What at first glance looks like a classic demand shock in the semiconductor market is, on closer inspection, nothing more than a strategically calculated supply bottleneck brought about by the two dominant players in the global DRAM business: Samsung Electronics and SK Hynix. Together they control around 70 percent of the global market, and they currently show no interest in jeopardizing this market position by generously expanding production. Quite the opposite: instead of investing in new production capacities or aggressively ramping up existing plants, both companies are focusing on a decidedly conservative investment regime with the aim of maximizing profitability per bit. In plain language, this means less supply but higher prices.

This stance has recently been clearly expressed at several investor conferences. Samsung, for example, made it unmistakably clear at a briefing with Morgan Stanley that it wanted to deliberately avoid the risk of oversupply. Instead, the company wants to ensure long-term profitability through targeted CAPEX initiatives that are closely aligned with market dynamics. The picture is the same at SK Hynix: There, the company announced that it would switch production more strongly to advanced sixth-generation 10nm D-RAM (1c) in the future. But here, too, there was no sign of any urge to expand; instead, it was conceded that even with these measures, the existing undersupply could hardly be solved before 2027. A diplomatically packaged declaration of bankruptcy for the term “security of supply”.

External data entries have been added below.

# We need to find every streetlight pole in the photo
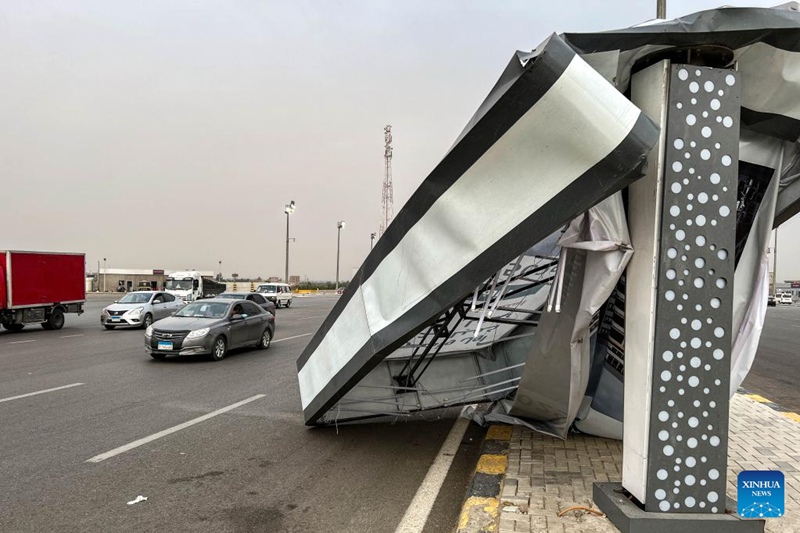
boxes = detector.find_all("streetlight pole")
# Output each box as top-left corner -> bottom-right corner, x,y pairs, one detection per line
336,220 -> 344,291
283,200 -> 294,283
772,228 -> 778,294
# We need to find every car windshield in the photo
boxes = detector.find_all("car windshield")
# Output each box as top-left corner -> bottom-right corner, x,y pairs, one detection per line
174,302 -> 230,318
118,292 -> 152,304
164,279 -> 192,291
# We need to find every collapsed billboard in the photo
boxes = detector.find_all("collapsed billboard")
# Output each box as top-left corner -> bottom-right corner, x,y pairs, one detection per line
297,8 -> 800,438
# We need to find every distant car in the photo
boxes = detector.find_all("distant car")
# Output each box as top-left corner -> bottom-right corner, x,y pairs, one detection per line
100,291 -> 186,329
216,292 -> 275,315
144,298 -> 275,361
256,283 -> 292,307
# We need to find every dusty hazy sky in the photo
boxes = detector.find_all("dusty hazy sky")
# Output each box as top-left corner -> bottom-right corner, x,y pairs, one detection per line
0,0 -> 800,280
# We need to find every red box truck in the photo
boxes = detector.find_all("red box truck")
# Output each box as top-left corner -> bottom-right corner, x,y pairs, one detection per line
0,251 -> 86,331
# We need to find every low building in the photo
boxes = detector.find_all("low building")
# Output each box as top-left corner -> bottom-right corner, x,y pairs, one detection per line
87,268 -> 215,292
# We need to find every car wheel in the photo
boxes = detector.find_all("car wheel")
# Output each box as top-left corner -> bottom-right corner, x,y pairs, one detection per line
45,309 -> 64,330
211,337 -> 227,361
258,328 -> 272,350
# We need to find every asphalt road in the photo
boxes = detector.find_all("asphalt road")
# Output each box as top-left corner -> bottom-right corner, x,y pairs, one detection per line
742,305 -> 800,412
0,296 -> 483,533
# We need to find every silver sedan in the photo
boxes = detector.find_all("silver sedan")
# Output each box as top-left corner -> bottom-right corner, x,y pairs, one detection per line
100,291 -> 186,329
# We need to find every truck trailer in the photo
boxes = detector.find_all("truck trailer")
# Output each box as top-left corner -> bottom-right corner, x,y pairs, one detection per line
0,250 -> 86,331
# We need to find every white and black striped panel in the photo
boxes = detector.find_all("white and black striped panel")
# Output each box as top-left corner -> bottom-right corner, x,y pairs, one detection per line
298,33 -> 657,423
564,8 -> 800,141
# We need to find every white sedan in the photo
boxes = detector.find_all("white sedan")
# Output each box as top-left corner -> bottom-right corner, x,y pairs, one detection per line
100,291 -> 186,329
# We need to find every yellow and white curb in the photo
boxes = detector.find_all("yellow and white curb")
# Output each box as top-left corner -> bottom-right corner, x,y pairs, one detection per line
739,389 -> 800,423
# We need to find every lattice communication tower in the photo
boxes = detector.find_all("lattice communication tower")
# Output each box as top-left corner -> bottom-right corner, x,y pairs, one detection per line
379,125 -> 394,235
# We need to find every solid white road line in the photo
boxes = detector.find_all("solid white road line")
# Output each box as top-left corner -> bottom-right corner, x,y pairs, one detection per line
395,417 -> 469,533
86,394 -> 266,463
0,383 -> 83,403
272,333 -> 313,344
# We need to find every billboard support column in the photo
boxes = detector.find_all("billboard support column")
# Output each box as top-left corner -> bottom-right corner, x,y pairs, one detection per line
594,60 -> 764,533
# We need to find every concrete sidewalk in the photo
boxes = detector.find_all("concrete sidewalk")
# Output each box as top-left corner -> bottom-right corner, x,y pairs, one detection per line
458,393 -> 800,533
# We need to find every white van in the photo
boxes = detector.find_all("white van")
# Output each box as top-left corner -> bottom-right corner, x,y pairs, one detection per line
256,283 -> 292,307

Why this reticence? Quite simply: demand, particularly from the high-growth AI server segment, is exploding, while at the same time the market is undergoing a technological upheaval. Old products such as DDR4 and LPDDR4x are being phased out, while new standards such as DDR5 and HBM (High Bandwidth Memory) are increasingly dominating production planning. This changeover takes time, results in lower yield rates and is technically demanding. In this mixed situation, manufacturers are consciously deciding against risky investments and in favor of a controlled supply shortage that keeps margins at a high level. Long-term supply contracts? Are currently rather undesirable. Any major customer who wants to commit for years to come runs the risk of being seen as an annoying contractual brake on price increases. Accordingly, both Samsung and SK Hynix rely on quarterly adjusted agreements, which means flexibility for manufacturers and planning uncertainty for customers.
This strategy is already having an effect: DRAM prices have risen by up to 60 percent in recent months, with an upward trend. Not only traditional PC manufacturers are particularly affected, but also smartphone manufacturers, cloud services and automotive suppliers. Wherever DRAM is a critical resource in production, costs are rising rapidly. And because pricing is increasingly short-term, smaller suppliers in particular are coming under pressure as they cannot afford to hold long-term stocks. Those who relied on just-in-time are now being overwhelmed by the reality of a fragmented spot market.
There is also a geopolitical aspect: while Western countries are trying to build up their own semiconductor production via “chip acts”, this shows how difficult it is to achieve genuine independence. Capacity alone is not enough, access to state-of-the-art production technologies, machines and know-how is required. And as long as this market is dominated by two South Korean giants, any form of sovereignty will remain wishful thinking. The USA, Europe and even China are on a drip in this matter, a fact that Samsung and SK Hynix obviously understand very well.
As a result, the so-called “supercycle”, which analysts like to interpret as a sign of a technological upturn, is turning out to be an asymmetrical market dynamic with oligopolistic structures. What we are experiencing is not a classic boom, but a calculated shortage situation with maximum profit skimming. The parallels with the commodities industry are obvious: there, too, supply is often artificially reduced in order to control prices. Now also in the memory segment.
Conclusion: The DRAM market is facing a structural bottleneck that is likely to last until at least 2027. Anyone hoping that prices will fall again soon is misjudging the strategic interests of the market leaders. Because from Samsung and SK Hynix’s point of view, things are going perfectly: high demand, scarce goods, rising prices. The rest? Must pay, or wait.